Se eu quisesse provar pro meu Alter ego que ele estava errado, então sair dessa situação seria um verdadeiro prazer pra mim.

Esse pensamento a me acompanhar quando me virei em direção ao oponente girando a Moon Blade na minha mão.

Ventania!

Arranquei com todas as minhas forças lançando a ponta negra da adaga contra o crânio do monstro o esfaqueando com todo o fervor entorpecente de adrenalina que me restou.

Nyagh!

O som dos ossos e carne sendo esmagados pra no fim serem perfurados pela adaga por completo.

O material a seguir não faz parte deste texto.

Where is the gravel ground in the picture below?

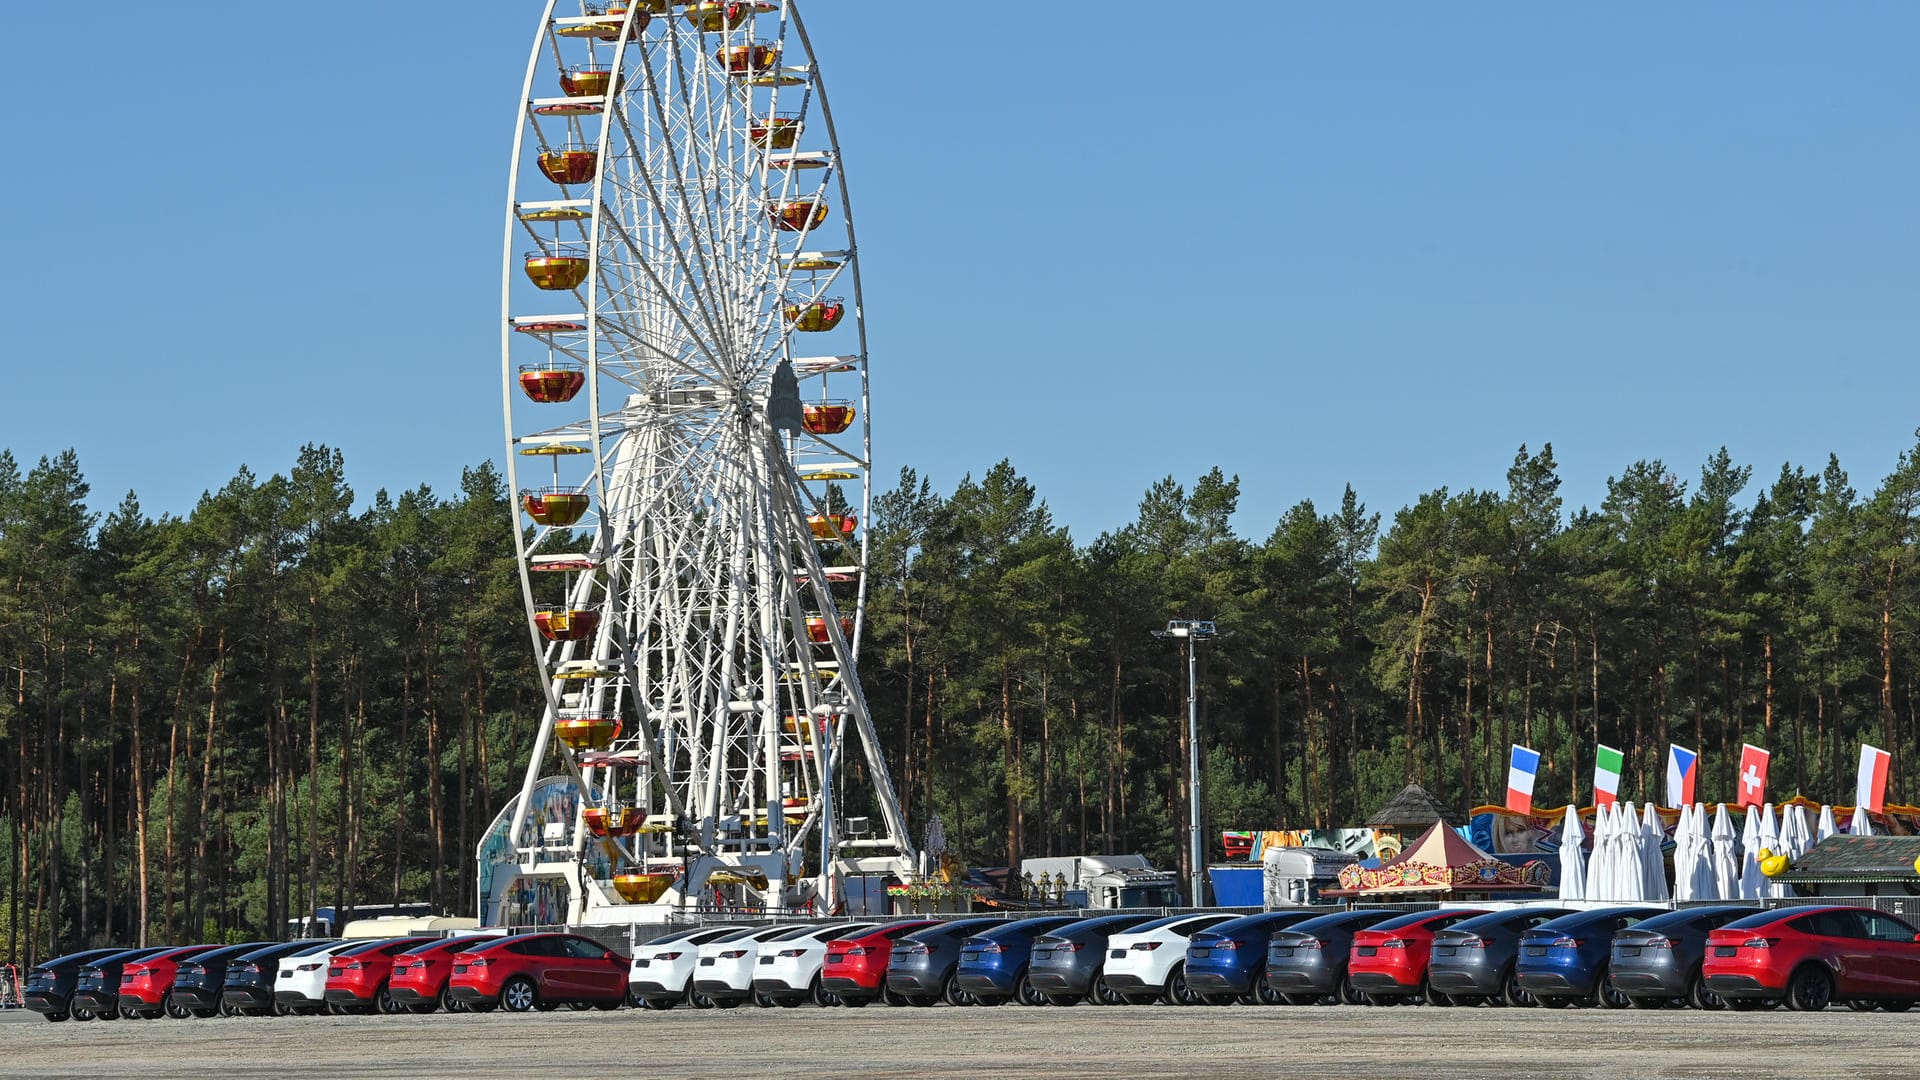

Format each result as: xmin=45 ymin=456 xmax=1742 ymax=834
xmin=4 ymin=1003 xmax=1913 ymax=1080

[Você eliminou um Tarius Goblin!]

[Recebeu 50 Ranking Points!]

Sangue espirrou sob meu rosto e punho, mas a essa altura já não importava mais até por que...

— Fazer seus inimigos sentirem a mesma dor que você sente, acho que entendi o que quis dizer, Abyssus.

Mal sabia eu que essa corrupção mental realmente estava me transformando em algo além do que eu pudesse ser, talvez essa minha Skill fosse a real representação de que eu era... uma lâmina forjada pra lutar sozinha e derramar o sangue sem nenhuma piedade, uma lâmina solitária e repleta de rachaduras, realmente dramático.

Mas a essa altura do campeonato eu só limpei o sangue sob meus lábios com um dos pulsos e aceitei que essa poderia sim ser a verdade absoluta.

“Se é assim, eu quero sair daqui pra fazer Melize Hozarik sentir toda a dor que eu senti até agora.”, mordi o lábio em angústia.

Sim, esse era o meu novo objetivo, a mulher que esteve cuidando de mim e se fazendo de inocente, que se denominou com a falsa identidade de Misa Hordrik.